On Thu, 10 May 2018 23:33:39 -0400 Steve Kinney <admin@pilobilus.net> wrote:
Back around 1999 or 2000 I documented what I believed to be an ongoing, successful attack agaisnt the Mixmaster remailer network.
First, I attempted to geolocate all the 'reliable' routers then active. I found a startling number of them in the State of Texas, suggesting one sponsor for all - therefore, capable of following the "bouncing ball" of high latency traffic in many chains.
I found others in IP ranges assigned to various countries, including ones with "mutually hostile" political and economic relations. So I created chains that crossed mutually hostile borders and started sending test messages. I sent several batches over a period of about a week. NONE ever came back to me, indicating high likelihood of deliberate interruption of that traffic - the global adversary at work.

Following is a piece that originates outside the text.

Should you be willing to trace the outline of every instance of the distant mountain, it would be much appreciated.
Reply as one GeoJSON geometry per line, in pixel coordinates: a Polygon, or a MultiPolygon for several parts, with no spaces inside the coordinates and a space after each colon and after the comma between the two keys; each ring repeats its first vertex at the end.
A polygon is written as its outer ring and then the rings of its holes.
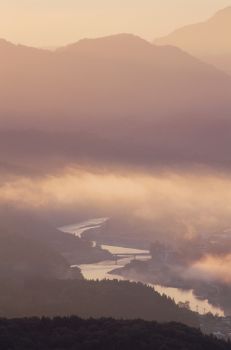
{"type": "Polygon", "coordinates": [[[154,41],[173,45],[231,73],[231,7],[217,12],[209,20],[185,26],[154,41]]]}
{"type": "Polygon", "coordinates": [[[231,80],[173,47],[120,34],[55,52],[0,43],[1,128],[87,129],[230,112],[231,80]],[[100,124],[99,124],[100,123],[100,124]]]}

Oh well. I must admit I haven't fully done my homework but as far I understand the system, it's supposed to work if at least one of the mixing nodes isn't compromised? Cheap intuition tells me that a low bandwith, 'high latency' system with long mixing chains has to be somewhat better than the likes of tor. Then again, I haven't done too much rigorous thinking on the matter so...
So there's nothing new about the "ha ha fuck you" nature of allegedly anonymized comms on the networks. The only real security afforded would be in the "my adversary does not want to openly disclose this capability if he can avoid it" category, which is thin cover indeed...

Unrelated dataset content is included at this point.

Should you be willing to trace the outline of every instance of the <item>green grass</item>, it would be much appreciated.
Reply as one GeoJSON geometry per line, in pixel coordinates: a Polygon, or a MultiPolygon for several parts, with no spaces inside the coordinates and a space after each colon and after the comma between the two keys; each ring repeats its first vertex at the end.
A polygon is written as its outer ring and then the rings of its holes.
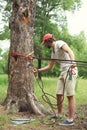
{"type": "MultiPolygon", "coordinates": [[[[56,94],[56,86],[57,86],[57,78],[42,78],[43,81],[43,89],[46,93],[49,93],[53,96],[56,94]]],[[[76,85],[76,93],[75,93],[75,99],[76,99],[76,106],[79,107],[80,105],[87,104],[87,80],[79,78],[77,79],[77,85],[76,85]]],[[[38,97],[38,99],[43,103],[46,104],[42,99],[42,91],[40,89],[40,85],[38,85],[37,80],[35,80],[34,90],[35,94],[38,97]]],[[[52,103],[56,103],[56,100],[49,97],[52,101],[52,103]]],[[[67,104],[66,98],[65,98],[65,104],[67,104]]]]}
{"type": "MultiPolygon", "coordinates": [[[[43,81],[43,85],[42,82],[40,81],[38,82],[38,80],[35,79],[34,93],[42,104],[48,106],[47,103],[45,103],[45,101],[42,98],[43,95],[42,89],[44,90],[45,93],[51,94],[55,97],[57,78],[50,78],[50,77],[42,78],[42,81],[43,81]]],[[[0,75],[0,102],[3,101],[6,97],[7,87],[8,87],[8,76],[0,75]]],[[[56,100],[53,97],[49,95],[47,96],[52,101],[53,104],[56,103],[56,100]]],[[[86,79],[82,79],[82,78],[77,79],[75,98],[76,98],[77,106],[80,106],[82,104],[83,105],[87,104],[87,80],[86,79]]],[[[65,103],[66,103],[66,99],[65,99],[65,103]]]]}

And they don't need to disclose anything anyway. The nsa can always tell the cops "the silk road server is here" and then the cops will come up with some 'parallel construction' fairy tale.
IMO physical opsec is the only guarantor of anonymity on the networks: Hit and run comms with a scrambled MAC address via open routers, with due attention to avoiding surveillance on the way in and out,
yeah...so it's something that the very vast majority of mortals can't do =/ and even if you can do that, it's mostly useful for sending one-off messages...
seems to be the only option where /real/ hazards from State sponsored terrorist reprisals are on the table.